The Basic Principles
1
“Awakening” is a natural phenomenon. Deeply transformative mystical, religious, and spiritual experiences are extremely well-documented in historical autobiographies and religious literature from all around the world — and, more recently, in a wide range of scientific studies as well. Sometimes these experiences are made out to be impossibly exalted states that only sages can experience or they are denigrated as delusions or mental health crises, but neither of these extremes are true. Awakening experiences happen all the time to all sorts of people, both inside and outside of traditional spiritual practice frameworks. They are a natural part of being human.
2
No religion has a monopoly on awakening. Spiritual growth has been valued across cultures throughout history, but different religious traditions have prioritized and specialized in particular kinds of experiences or insights. Religious dogma notwithstanding, no tradition has the single correct answer to what awakening is. Although different traditions each claim to teach the truth, they are all just models or maps.
3
Maps are not the territory. Words never can fully capture the intricate territory of lived human experience, so there’s no way that the spiritual maps created by any tradition could ever accurately represent your own individual reality. These days, because most spiritual seekers are practicing eclectic blends of spirituality within a global, diverse, and modern context, most people’s experience is unlikely to conform to traditional maps or models. Maybe yours will, but the bottom line is that no map or model is a perfect fit for all people.
4
Everyone’s spiritual awakening is uniquely individual.
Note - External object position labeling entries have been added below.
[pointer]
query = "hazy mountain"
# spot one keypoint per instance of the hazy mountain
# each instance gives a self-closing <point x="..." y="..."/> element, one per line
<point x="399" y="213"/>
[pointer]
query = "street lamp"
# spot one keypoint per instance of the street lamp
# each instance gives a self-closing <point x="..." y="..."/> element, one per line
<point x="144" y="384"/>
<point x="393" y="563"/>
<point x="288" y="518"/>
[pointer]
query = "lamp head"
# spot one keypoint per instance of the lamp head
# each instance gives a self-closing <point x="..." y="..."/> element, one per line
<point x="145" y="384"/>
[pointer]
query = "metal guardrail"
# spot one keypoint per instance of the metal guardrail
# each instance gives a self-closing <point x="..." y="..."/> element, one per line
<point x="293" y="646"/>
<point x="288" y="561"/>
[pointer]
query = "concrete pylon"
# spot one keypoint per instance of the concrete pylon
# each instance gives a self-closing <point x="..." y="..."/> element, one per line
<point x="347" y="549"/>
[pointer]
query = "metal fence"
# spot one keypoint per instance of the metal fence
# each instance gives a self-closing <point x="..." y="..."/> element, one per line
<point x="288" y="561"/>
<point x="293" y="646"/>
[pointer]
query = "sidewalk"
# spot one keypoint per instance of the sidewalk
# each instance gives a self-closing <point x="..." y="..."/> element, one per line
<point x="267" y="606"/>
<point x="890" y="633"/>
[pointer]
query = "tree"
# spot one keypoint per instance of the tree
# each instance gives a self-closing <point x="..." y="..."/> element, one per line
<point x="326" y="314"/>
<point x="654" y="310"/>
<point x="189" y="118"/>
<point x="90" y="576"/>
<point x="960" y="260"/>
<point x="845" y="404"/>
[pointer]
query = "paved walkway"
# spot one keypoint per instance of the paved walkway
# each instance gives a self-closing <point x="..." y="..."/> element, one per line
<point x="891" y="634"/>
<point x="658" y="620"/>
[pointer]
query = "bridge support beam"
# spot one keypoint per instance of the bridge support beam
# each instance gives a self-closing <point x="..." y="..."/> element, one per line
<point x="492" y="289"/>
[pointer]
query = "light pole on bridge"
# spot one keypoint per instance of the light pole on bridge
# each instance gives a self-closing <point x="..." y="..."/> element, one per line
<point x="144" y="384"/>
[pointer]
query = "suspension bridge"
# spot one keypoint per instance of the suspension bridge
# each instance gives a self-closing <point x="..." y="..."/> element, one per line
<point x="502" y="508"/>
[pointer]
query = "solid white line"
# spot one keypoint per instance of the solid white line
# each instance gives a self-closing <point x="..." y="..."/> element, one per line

People have varying capacities and inclinations toward certain types of spiritual experiences — just as in sports, the arts, or all other human endeavors. These differences are natural, since all of us are unique. What each person experiences in the process of spiritual development is shaped by their individual practice frameworks, psychology, culture, social setting, expectations, beliefs, and a million other idiosyncrasies. This means that what one person experiences cannot taken as a predictable template for anyone else.
5
Spiritual practice should support you as an individual. Awakening experiences can reliably be evoked by certain types of practices; however, not everyone responds in the same way to the same techniques. A supportive framework for spiritual growth will empower you to mature into an approach that is a good fit for your own unique configuration and natural orientations, instead of coercing you or insisting that you conform to a particular narrow dogma or practice system.
6
Awakening experiences should be analyzed and understood from every angle. Understanding awakening is a critical area of human knowledge . We need to draw on the perspectives of practitioners with deep first-hand experience, scientists who study the brain, historians who read ancient texts, anthropologists who are familiar with living traditions, artists and writers who try to express the ineffable, and all kinds of other people in order to build a multifaceted and multidisciplinary understanding of this territory. This means actively pursuing multiple methodologies and always keeping an open mind about what you might find.
7
Hold everything lightly. Ultimately, however, all ideas, perspectives, orientations, phenomena, identities, and beliefs about awakening are conceptualizations or mental overlays. That means there’s no point in clinging to them, lording them over other people, or getting rigidly doctrinal about any of this. There’s no point in fixating on any particular experience; any particular identity or vantage-point; any particular ontological framework or belief about reality; or any particular map, tradition, teacher, practice, system, or notion of awakening.
8
This also applies to the Multidharma model itself. Multidharma isn’t a replacement for traditional spiritual maps, a new belief system, or a new dogma. It’s a perspective that is meant to complement traditional descriptions of the spiritual path. It attempts to tell a new story about awakening, to provide more flexibility in how we might approach practice, and to prioritize and validate individual differences. However, since no map can ever represent the territory (as the saying goes), Multidharma just as provisional as any other model. If you find these novel perspectives to be helpful, feel free to use them. Otherwise, feel free to discard them.